In an article published by the journal Nature Communications, the University’s Professor Roger Phillips, Dr. Simon Allison and Professor Craig Rice demonstrate chemical systems that self-assemble into molecular capsules which are highly toxic towards human cancer cells of a range of different tumor types.
More importantly, they show unprecedented cancer selectivity in the laboratory, that in some cases, is many thousands of times more toxic to the cancer cells compared to healthy, normal cells.
Cancer therapy without severe side effects
Eventually, if similar results are obtained in more complex testing systems including in patients, and once considered safe after careful testing, it could offer the possibility of being able to treat cancers without the severe side effects commonly associated with chemotherapy drugs.
“Anti-cancer drug discovery and development can be enormously time consuming and expensive with a particular drug only being effective against a relatively small number of cancers with specific shared properties,” explained Professor Rice, who heads the University’s Department of Chemical Sciences and is also the Director of the Structural, Molecular and Dynamic Modelling Centre within the School of Applied Sciences.
“In the future, it may be possible to target many cancers through this approach with the correct drug ‘self-assembled’ in such a manner to be selective for a specific cancer,” he said.

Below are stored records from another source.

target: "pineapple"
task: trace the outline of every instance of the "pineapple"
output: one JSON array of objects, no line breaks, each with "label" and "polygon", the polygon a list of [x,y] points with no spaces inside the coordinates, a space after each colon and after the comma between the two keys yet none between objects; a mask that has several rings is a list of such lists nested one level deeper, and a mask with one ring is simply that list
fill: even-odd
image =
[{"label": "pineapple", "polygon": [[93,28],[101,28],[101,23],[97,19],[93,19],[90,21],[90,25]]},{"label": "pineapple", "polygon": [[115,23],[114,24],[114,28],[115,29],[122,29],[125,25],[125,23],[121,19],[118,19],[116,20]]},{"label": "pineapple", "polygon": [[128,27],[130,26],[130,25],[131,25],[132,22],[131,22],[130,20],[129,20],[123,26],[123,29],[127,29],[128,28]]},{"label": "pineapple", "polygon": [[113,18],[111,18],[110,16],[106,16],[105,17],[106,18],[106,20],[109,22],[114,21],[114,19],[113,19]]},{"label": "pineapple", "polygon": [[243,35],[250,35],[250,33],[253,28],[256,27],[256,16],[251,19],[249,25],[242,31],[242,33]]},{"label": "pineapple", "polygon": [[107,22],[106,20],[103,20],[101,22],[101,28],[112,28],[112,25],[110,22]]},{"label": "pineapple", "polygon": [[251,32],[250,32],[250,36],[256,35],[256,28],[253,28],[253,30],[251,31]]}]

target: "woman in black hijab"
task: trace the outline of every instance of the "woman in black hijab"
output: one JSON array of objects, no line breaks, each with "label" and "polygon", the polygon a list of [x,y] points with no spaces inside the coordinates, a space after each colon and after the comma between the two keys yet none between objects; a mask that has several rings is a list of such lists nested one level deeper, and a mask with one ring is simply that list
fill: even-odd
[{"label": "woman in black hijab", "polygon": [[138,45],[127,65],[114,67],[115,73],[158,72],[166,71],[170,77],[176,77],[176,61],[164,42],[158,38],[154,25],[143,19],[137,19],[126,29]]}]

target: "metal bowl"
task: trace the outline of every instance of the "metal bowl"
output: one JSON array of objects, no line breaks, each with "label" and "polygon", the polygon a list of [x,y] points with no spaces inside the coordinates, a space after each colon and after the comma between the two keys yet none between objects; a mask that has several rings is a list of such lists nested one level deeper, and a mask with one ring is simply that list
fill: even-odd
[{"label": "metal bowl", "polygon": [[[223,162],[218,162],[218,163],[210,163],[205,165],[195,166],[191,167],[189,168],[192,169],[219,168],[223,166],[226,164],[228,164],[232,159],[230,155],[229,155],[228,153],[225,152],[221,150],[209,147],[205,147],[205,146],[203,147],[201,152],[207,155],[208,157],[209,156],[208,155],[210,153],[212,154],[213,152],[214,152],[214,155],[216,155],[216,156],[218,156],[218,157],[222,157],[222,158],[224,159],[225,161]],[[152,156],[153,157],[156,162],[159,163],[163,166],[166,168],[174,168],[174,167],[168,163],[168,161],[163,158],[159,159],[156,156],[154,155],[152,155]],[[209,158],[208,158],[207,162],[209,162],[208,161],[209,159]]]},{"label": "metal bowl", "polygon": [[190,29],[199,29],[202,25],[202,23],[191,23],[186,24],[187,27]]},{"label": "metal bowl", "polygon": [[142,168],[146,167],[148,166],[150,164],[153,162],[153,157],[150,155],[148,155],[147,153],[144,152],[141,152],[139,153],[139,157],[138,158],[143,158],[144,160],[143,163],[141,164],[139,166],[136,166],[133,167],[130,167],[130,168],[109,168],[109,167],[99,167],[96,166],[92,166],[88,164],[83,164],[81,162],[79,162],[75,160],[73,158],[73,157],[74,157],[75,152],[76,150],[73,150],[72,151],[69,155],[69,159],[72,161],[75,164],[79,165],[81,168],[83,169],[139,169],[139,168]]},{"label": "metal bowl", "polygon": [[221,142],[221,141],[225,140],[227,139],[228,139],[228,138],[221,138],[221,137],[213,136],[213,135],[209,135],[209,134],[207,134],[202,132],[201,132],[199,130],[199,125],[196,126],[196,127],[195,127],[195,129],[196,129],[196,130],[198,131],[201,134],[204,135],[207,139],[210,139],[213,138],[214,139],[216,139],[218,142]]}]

Targeting hard-to-treat cancers
The research could also pave the way in targeting hard-to-treat cancers for which commonly used chemotherapy drugs have little or no effect.
The published studies show the new potential drug can be assembled with either zinc, copper, or manganese, with the three metal ions imparting significantly different chemotherapeutic properties via different mechanisms dependent upon which metal ion is used.
“It is this which allows the generation of different chemical systems each of which may have specificity for different cancers,” he said.
Two different compounds were generated (seen pictured in the attached diagram) using zinc (left) and manganese (right). Whilst these two compounds “look” very similar, the zinc compound demonstrated excellent anti-cancer activity and selectivity towards a range of cancers in the laboratory, whereas the manganese compound was comparatively much more toxic, meaning there was more anti-cancer activity at a lower concentration, with similar selectivity compared to current drugs tested.
Future studies will test whether this may be useful for cancers for which effective treatments are not currently available.
Professor Rice added that these studies represent the very early days of drug discovery, and whilst the initial results have been very promising, there will be many obstacles to overcome before the full clinical potential of this new discovery is realized.